Check residual diagnostics of ARIMA(1,1,0):
fit_us_gdp |> gg_tsresiduals()
The autocorrelations are all within the threshold limits in the ACF plot, indicating that the residuals are behaving like a white noise.
fit_us_gdp|>forecast(h=10)|>autoplot(us_gdp)
The forecasted line is trending upward, reflecting alignment with the overall trend of the time series. Therefore, the forecasts seem reasonable here.

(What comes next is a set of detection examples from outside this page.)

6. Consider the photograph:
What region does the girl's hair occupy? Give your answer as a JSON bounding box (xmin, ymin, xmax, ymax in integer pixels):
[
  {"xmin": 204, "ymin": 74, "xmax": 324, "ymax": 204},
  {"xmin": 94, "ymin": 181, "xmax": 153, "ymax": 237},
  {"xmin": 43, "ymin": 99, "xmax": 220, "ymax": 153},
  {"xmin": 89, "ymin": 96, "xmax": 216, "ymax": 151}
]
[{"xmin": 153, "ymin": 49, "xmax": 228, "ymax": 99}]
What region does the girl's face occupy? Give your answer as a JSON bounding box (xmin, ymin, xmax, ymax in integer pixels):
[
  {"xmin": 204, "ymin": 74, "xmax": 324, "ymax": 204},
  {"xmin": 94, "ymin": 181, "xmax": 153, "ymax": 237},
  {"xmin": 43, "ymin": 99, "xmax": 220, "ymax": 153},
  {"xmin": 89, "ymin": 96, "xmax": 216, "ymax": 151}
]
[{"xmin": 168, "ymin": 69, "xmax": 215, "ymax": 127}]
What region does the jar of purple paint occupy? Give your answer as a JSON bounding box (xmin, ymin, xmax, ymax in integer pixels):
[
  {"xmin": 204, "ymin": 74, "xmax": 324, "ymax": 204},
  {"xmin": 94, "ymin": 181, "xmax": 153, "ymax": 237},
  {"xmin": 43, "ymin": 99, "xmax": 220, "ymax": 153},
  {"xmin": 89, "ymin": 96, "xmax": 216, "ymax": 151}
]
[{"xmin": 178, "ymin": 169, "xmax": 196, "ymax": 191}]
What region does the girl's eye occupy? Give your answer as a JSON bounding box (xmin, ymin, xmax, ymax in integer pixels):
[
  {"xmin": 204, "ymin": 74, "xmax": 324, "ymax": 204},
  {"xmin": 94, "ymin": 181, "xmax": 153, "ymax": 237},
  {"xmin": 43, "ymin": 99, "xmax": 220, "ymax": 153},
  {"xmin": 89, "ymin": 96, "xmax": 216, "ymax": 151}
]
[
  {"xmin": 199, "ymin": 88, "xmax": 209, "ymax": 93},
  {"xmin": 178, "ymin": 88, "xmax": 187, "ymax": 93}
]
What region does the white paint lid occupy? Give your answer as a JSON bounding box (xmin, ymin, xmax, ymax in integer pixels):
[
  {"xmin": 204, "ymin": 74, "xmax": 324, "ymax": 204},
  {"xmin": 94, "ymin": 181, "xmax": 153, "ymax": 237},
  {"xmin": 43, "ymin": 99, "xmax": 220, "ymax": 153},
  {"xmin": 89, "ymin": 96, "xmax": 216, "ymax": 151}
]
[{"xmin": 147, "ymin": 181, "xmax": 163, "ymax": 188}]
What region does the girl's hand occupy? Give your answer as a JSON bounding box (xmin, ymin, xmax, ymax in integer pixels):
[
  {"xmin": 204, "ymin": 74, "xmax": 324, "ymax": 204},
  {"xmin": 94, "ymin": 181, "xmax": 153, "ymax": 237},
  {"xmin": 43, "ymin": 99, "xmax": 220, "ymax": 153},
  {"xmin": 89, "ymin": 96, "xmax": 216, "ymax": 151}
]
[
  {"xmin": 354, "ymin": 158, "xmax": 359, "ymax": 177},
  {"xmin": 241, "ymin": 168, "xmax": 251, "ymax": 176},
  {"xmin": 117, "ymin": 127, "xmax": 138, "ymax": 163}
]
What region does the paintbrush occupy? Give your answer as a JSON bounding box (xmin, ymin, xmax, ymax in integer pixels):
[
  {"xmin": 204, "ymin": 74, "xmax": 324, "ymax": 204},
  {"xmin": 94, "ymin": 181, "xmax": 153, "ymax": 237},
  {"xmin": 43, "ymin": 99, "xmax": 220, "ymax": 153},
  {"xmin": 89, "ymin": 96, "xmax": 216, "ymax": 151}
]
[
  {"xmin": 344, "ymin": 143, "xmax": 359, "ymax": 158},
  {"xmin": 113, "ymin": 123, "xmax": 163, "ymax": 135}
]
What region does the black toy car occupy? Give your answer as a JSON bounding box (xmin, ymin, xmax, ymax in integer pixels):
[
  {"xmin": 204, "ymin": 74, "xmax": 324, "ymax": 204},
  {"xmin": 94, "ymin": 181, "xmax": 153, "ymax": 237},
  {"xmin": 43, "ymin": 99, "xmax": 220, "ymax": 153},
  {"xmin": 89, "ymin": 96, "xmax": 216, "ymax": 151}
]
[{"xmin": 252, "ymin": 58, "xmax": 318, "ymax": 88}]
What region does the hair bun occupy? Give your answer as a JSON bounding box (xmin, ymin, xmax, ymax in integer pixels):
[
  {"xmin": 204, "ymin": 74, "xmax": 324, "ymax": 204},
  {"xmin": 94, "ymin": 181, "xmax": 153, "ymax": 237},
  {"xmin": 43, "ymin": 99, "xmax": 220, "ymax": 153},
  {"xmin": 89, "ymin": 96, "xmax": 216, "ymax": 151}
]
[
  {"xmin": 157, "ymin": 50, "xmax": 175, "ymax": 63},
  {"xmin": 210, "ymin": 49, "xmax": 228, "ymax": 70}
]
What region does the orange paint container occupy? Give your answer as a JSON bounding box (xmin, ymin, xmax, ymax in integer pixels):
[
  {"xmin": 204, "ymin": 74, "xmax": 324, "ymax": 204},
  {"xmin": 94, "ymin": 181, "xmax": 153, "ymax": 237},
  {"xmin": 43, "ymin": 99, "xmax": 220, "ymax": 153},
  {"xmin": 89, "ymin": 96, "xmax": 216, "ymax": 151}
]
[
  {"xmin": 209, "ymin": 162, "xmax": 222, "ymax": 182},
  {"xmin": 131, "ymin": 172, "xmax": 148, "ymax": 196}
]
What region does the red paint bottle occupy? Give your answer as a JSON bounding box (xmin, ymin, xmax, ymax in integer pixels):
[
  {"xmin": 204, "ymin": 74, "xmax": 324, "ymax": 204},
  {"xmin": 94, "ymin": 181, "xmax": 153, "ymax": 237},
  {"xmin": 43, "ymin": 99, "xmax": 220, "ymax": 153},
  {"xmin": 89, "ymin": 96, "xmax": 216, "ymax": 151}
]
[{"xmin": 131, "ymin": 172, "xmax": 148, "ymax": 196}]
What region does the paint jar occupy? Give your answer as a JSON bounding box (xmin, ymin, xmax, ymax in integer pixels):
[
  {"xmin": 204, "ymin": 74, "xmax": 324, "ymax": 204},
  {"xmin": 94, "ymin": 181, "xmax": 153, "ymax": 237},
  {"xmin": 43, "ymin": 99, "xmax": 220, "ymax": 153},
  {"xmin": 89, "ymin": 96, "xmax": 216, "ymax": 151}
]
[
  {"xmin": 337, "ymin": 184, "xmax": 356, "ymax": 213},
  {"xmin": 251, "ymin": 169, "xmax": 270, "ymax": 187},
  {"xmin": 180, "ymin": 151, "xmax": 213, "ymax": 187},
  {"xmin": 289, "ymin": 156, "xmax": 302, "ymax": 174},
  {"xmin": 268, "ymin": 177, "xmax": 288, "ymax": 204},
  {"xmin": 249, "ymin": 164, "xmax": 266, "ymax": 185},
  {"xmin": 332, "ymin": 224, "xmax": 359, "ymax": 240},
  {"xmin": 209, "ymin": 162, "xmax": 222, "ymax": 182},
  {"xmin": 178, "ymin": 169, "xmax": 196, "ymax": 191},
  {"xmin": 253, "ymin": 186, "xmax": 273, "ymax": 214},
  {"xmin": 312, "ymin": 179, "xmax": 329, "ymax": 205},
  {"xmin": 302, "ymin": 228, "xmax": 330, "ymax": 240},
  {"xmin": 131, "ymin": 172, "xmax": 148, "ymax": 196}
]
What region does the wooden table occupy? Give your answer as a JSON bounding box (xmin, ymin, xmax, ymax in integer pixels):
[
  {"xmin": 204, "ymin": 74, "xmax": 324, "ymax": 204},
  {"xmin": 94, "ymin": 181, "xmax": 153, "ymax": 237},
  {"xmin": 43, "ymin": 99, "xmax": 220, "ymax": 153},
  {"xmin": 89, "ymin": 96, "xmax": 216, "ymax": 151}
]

fit_ets_model <- us_gdp |> model(ETS(GDP))
report(fit_ets_model)
## Series: GDP
## Model: ETS(M,A,N)
## Smoothing parameters:
## alpha = 0.9990876
## beta = 0.5011949
##
## Initial states:
## l[0] b[0]
## 448093333334 64917355687
##
## sigma^2: 7e-04
##
## AIC AICc BIC
## 3190.787 3191.941 3201.089
fit_ets_model |> forecast(h=10) |> autoplot(us_gdp)
The forecasted line produced by the ETS model seems less steep than the one produced by the ARIMA (1,1,0) model, indicating that it missed the steepness of the overall trend to some extent. Moreover, the prediction intervals for the ETS model are wider than those of the ARIMA (1,1,0) model. Additionally, the corrected AICc value of 3191.941 for the ETS model is much higher, making it perform worse compared to the ARIMA (1,1,0) model.